La créature multi-espèces

Illustration par Edwin Njini Yuh
Illustration par Edwin Njini Yuh

Lisez la première nouvelle d’une série de cinq écrites par des auteurs camerounais, à la suite d’un atelier de prospective organisé à Yaoundé

J’entendis une voix résonner dans les prés. Elle parlait dans une langue vague, comme si elle révélait de profonds secrets accessibles uniquement aux extraterrestres. J’entendis également les gazouillis d’un oiseau errant à la recherche de jus liquides. Je pouvais voir l’oiseau, aussi mince qu’un fil dénudé, dont les plumes tombaient alors qu’il luttait pour survivre dans le monde de l’Anthropocène. Il n’était plus possible d’imaginer la présence d’eau dans cette région. L’air était sec, et tandis que l’oiseau errait d’un endroit à l’autre, ses espoirs se réduisant à des sanglots désespérés, la douleur de ses lamentations illuminait ma cruelle ignorance.

« Le papillon qui vole parmi les épines se déchire les ailes. » Les langues ont commencé à avoir un sens pour mes oreilles. « Même ton propre esprit ne peut plus te sauver. Quand tu ne pouvais plus voir les vers, qu’as-tu fait ? As-tu remarqué leur absence ? Des vers abandonnés par Dieu, n’est-ce pas ? Tu continuais à manger et à sabrer le champagne en tant que maître et possesseur du monde. Le règne de la terreur se poursuivait sans relâche. Puis les abeilles et les moustiques se sont transformés en poussière, et cela ne t’a pas préoccupé. Penses-tu maintenant que tu peux être libre ? Les cendres reviendront toujours dans les yeux de celui qui les a jetées. Même si vos chaînes changent, vous n’êtes pas libres si elles ne le sont pas. L’avenir est toujours dans le passé et le passé est dans l’avenir. Vous auriez dû le savoir depuis longtemps, et savoir qu’un château de sable s’effondre dès qu’on le construit. Mortel, ce qui est le plus important doit être dit avec une audace urgente, car cela ne vient pas d’un lieu de confort… » La voix continua de parler.

Alors que ces mots me transperçaient la conscience, une fenêtre s’ouvrit devant moi et je vis la Terre désolée, abandonnée aux catastrophes naturelles et occupée par des extraterrestres. À certains endroits, l’air brûlait comme du feu, scintillant à l’horizon sous forme de mirages. Dans d’autres régions du monde, les eaux se déchaînaient en vagues violentes, engloutissant tout sur leur passage. Je pouvais voir des membres et des têtes humains, ainsi que différentes parties du corps humain, apparaître et disparaître dans l’eau au gré des mouvements de celle-ci. Les extraterrestres pouvaient vivre dans toutes les conditions, qu’il fasse chaud ou froid, et ils semblaient satisfaits de tout ce qui se passait. Désormais, ils seraient les maîtres de la Terre.
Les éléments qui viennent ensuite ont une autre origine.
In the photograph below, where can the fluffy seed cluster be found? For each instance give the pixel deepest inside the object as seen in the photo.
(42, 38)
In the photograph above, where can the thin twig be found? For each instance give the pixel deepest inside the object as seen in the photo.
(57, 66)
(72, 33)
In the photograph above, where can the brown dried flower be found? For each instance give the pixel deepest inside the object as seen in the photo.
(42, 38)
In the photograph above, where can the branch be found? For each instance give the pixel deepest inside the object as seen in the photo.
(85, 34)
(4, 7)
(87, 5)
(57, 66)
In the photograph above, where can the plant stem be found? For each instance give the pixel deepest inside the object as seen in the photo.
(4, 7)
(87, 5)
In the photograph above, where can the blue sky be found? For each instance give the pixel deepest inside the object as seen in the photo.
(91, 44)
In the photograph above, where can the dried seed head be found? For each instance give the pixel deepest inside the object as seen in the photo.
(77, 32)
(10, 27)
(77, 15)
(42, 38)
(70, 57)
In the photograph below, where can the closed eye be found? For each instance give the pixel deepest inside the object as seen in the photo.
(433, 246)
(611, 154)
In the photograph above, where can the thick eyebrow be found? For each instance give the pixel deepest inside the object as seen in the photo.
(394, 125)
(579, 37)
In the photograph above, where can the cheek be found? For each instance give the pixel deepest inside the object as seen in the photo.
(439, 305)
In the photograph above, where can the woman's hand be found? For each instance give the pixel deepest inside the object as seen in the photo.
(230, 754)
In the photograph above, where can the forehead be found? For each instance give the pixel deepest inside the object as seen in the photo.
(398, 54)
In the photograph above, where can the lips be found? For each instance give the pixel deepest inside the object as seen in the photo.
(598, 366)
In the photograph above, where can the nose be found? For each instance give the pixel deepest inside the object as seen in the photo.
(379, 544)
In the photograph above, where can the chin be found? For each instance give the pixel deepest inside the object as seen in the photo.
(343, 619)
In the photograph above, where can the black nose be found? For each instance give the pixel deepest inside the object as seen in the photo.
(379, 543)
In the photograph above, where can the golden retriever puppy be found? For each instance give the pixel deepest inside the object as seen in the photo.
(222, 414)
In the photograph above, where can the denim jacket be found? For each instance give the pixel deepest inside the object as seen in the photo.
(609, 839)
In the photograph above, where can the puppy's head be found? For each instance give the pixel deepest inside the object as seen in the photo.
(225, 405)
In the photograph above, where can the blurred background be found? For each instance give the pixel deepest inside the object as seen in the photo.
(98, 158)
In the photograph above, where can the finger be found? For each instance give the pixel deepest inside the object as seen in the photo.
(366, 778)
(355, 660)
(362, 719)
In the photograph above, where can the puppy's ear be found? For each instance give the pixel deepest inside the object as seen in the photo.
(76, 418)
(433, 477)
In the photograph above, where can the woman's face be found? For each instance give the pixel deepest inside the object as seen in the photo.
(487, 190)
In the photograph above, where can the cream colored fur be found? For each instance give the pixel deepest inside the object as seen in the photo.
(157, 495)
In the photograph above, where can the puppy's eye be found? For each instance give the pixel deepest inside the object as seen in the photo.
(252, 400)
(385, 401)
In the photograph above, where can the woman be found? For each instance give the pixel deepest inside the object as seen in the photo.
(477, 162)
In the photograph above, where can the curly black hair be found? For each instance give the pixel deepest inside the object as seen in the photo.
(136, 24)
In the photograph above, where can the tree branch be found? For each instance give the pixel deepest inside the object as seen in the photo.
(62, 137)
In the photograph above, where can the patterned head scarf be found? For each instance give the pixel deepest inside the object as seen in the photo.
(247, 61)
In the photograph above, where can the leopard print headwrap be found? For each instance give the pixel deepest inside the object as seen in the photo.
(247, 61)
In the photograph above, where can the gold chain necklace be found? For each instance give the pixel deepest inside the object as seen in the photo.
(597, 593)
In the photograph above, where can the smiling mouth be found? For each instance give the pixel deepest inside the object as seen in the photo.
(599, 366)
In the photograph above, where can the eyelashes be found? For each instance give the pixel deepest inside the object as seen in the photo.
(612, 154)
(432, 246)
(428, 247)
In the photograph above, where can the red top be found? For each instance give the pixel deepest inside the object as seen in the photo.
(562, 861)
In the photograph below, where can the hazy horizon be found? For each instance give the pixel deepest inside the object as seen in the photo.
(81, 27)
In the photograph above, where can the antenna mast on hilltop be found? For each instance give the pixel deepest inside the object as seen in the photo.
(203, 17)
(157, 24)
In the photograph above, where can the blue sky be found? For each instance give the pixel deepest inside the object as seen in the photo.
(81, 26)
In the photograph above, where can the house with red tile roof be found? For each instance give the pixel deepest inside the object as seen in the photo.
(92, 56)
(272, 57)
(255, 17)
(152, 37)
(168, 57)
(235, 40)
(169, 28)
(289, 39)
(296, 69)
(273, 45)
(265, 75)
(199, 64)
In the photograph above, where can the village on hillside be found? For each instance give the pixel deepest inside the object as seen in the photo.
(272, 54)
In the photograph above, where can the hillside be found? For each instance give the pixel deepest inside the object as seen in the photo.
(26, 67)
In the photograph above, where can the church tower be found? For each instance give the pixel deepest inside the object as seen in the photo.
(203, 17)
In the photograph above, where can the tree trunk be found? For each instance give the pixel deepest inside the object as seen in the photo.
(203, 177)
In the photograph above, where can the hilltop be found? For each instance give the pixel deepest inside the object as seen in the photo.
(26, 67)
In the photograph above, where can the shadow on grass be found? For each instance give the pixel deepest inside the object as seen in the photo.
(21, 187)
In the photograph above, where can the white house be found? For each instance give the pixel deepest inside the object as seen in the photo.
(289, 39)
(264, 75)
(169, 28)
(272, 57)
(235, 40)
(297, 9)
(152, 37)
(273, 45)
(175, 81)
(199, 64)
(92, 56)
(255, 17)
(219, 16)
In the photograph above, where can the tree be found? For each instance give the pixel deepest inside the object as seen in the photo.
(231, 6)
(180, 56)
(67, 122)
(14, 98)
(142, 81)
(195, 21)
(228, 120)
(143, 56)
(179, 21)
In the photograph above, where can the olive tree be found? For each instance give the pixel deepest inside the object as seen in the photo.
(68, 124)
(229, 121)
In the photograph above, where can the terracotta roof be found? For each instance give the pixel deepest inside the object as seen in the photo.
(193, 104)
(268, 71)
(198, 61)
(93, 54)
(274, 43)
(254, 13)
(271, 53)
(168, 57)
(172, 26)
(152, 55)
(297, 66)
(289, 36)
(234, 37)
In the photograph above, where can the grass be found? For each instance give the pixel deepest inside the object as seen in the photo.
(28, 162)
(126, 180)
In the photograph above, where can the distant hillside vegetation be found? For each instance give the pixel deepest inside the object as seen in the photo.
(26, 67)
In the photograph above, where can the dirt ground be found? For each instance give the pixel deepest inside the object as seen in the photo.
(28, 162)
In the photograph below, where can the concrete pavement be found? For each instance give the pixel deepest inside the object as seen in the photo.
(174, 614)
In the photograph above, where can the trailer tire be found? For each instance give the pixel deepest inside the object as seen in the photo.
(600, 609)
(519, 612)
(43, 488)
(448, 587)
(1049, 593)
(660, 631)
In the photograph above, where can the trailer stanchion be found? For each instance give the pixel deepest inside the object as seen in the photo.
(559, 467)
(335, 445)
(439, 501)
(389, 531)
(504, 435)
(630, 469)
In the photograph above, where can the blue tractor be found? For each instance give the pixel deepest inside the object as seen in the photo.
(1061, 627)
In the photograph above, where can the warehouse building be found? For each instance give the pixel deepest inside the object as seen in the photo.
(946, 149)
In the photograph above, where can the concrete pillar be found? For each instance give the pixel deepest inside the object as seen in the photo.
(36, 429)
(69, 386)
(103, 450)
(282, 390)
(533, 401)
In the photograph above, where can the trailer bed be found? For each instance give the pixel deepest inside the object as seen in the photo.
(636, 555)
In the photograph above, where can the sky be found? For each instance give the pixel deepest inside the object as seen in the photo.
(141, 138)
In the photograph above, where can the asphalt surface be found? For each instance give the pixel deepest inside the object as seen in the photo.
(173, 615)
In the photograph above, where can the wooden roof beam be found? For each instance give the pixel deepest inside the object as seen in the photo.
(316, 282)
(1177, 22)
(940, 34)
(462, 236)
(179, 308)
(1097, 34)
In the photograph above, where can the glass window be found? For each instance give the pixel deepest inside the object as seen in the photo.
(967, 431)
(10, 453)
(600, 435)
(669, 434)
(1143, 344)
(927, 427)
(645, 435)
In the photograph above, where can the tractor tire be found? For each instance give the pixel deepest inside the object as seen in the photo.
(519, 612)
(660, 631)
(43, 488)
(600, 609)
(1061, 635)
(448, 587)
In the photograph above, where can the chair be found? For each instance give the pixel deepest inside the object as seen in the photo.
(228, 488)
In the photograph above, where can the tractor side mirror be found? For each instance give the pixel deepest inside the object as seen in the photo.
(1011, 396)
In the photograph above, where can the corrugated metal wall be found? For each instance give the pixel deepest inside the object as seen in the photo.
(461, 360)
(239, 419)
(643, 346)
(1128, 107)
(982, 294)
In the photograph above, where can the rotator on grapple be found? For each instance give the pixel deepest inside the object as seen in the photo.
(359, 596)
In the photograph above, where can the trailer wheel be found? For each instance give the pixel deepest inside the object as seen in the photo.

« Ils n’ont pas entendu les vers pleurer », dit un extraterrestre à un autre entre deux rires, sautant par-dessus des cadavres humains en décomposition, sans aucun vautour pour savourer leur chair offerte.

Je fermai les yeux fermement, espérant faire disparaître cette scène horrible, mais c’était une vision. Je pouvais encore percevoir sa force même en me couvrant les yeux avec une couverture. J’étais condamné à pleurer le cri d’un peuple orphelin. Que pouvais-je faire ? Je jurai au ciel que je préférai mourir plutôt que de voir une telle malveillance s’abattre sur le monde. Je souhaitais que mon créateur me sauve de ces visions meurtrières.

On m’a dit que le jour où j’ai quitté le ventre de ma mère, il y avait un arc-en-ciel dans le ciel ce matin-là, et que même si c’était en février, une forte averse avait redonné vie à notre communauté. Même lorsque la Lune s’était divisée en deux, elle était redevenue entière et était restée ainsi jusqu’à ce que j’atteigne l’âge d’un mois. Mon père disait que c’était un signe extraordinaire, mais personne ne m’a jamais expliqué la signification d’un tel signe. Chaque jour, j’interrogeais ma mère à ce sujet, et ses yeux se remplissaient de larmes.

« Quiconque a été au sommet d’une montagne sait que même s’il peut voir le monde entier de là-haut, il ne résistera peut-être pas aux vents qui soufflent là-bas s’il perd pied. »

Peu à peu, je suis revenu à moi-même et la fenêtre sur cette scène tourmentée s’est refermée. Je suis revenu dans le monde des gens normaux, et j’étais heureux que rien ne soit arrivé à personne. Il n’y avait pas de cadavres, pas d’eaux violentes qui se précipitaient, pas de désertion massive de la terre. Même si un sentiment d’horreur et de panique planait encore sur moi, je pouvais encore me convaincre que rien n’avait encore atteint le point d’ébullition.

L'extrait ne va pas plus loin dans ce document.